Il n'y avait pas eu d'étude de santé sur ces travailleurs. Le nombre de cancers parmi eux était rapporté chaque année par les responsables de l'installation depuis 1978. La conclusion généralement admise était qu'il y avait peu de cas pour un grand nombre d'employés. Cependant, en 1980, j'ai entrepris une analyse de morbidité relative sur les travailleurs en comparant les cas à l'ensemble des mâles blancs du Colorado. J'ai trouvé une incidence 8 fois plus forte pour les cancers du cerveau, 3 fois plus forte pour les mélanomes malins, et un excès de 23 % des cancers des voies respiratoires. Une analyse plus détaillée ne fut possible car la direction de l'installation nucléaire refusa de fournir plus ample information.
J'analysai ensuite les résultats d'une étude faite sur l'autopsie de 15 travailleurs d'installations nucléaires. pour lesquels les charges corporelles (0,4 nanocurie ou 14,7 becquerels) étaient inférieures à 1 % de la charge corporelle maximale admissible [20]. Ces charges corporelles, ou dépôts dans les organes, allaient de quelques picocuries (1 picocurie (pCi) est égal à 0,037 Bq) à 360 pCi (13,3 Bq) avec une valeur moyenne de 152 pCi (5,6 Bq). Huit de ces 15 travailleurs étaient morts de cancer alors que sur la base des données des Etats-Unis il en était attendu 2,79, soit un facteur de risque relatif de 2,9. On observait 3 morts par cancer des bronches pour 1,08 attendu seulement.

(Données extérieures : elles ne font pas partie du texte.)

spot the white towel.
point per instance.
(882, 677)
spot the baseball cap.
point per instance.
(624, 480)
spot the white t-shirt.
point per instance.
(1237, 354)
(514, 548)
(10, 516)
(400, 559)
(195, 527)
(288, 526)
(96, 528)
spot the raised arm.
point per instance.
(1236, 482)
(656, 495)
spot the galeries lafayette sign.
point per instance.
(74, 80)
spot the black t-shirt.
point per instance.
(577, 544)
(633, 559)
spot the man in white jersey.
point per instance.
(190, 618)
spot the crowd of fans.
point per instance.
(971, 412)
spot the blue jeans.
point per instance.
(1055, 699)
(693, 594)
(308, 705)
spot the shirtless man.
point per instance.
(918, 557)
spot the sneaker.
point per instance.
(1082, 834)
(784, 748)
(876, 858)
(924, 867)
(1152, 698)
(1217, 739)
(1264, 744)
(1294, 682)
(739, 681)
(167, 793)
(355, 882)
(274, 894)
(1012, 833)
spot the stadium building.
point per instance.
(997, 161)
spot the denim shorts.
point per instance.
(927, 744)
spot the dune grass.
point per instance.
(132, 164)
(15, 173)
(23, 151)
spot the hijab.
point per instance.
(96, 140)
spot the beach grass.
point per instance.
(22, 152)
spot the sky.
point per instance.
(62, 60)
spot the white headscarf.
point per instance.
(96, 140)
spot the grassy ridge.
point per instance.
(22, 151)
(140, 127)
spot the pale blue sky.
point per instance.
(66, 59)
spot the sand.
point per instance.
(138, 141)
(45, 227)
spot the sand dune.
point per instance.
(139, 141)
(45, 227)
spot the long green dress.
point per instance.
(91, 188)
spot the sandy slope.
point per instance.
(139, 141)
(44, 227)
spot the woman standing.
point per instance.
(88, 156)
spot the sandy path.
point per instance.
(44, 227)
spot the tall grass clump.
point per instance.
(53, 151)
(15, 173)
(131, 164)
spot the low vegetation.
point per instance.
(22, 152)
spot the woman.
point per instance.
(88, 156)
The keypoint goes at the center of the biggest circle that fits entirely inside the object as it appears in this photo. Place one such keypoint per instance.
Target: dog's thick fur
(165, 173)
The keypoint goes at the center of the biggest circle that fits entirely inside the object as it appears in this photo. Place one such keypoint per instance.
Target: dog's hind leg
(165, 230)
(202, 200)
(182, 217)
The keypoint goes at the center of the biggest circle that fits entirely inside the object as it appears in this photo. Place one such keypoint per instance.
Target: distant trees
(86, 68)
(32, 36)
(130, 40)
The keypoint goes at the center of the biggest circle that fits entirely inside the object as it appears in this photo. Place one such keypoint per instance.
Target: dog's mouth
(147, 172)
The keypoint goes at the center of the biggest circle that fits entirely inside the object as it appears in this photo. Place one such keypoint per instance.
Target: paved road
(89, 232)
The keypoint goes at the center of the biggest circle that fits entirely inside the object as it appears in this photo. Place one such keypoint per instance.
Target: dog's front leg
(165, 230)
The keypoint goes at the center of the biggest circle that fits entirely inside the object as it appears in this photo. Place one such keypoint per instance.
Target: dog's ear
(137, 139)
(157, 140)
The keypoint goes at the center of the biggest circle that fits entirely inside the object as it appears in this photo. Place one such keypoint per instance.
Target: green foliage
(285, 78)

Les 5 autres cas comprenaient 2 morts par leucémie pour 0,08 cas attendu, une tumeur du cerveau, un mélanome malin et un adénosarcome des reins. L'un des cas de leucémie était une leucémie lymphoblastique aiguë.
Le Département de l'Energie (DOE) lança une étude de mortalité chez les travailleurs et dans son rapport préliminaire (1982) admit l'existence d'un léger excès de tumeurs (qualifiées de "bénignes et non spécifiques") [21-22]. Après 7 ans et plus d'un million de dollars dépensés, mes premiers résultats furent confirmés par DOE dans une étude publiée en février 1987 [2-5].
Brièvement résumée, l'étude est la suivante : le Laboratoire national de Los Alamos examina la mortalité par cancers parmi 5413 hommes (blancs) employés durant au moins deux ans dans l'usine de fabrication d'armes nucléaires de Rocky Flats [2]. Ceux qui avaient plus de 2 nanocuries (74 Bq) de plutonium fixés dans leurs organes ont été comparés à ceux qui avaient moins de 2 nanocuries (cette valeur représente 5 % de la limite maximale admissible). Les résultats sont les suivants :
- Après une période d'induction (période de latence) de 2 ans, il y eut un excès, par un facteur 7,7 de néoplasmes lymphopoiétiques (cancers lymphatiques), un excès, par un facteur 2, des lymphosarcomes et des cellules réticulaires, il y eut 3,3 fois plus de cancers de l'oesophage que ceux attendus, 80 % plus de cancers de l'estomac et 3,7 fois plus de cancers de la prostate.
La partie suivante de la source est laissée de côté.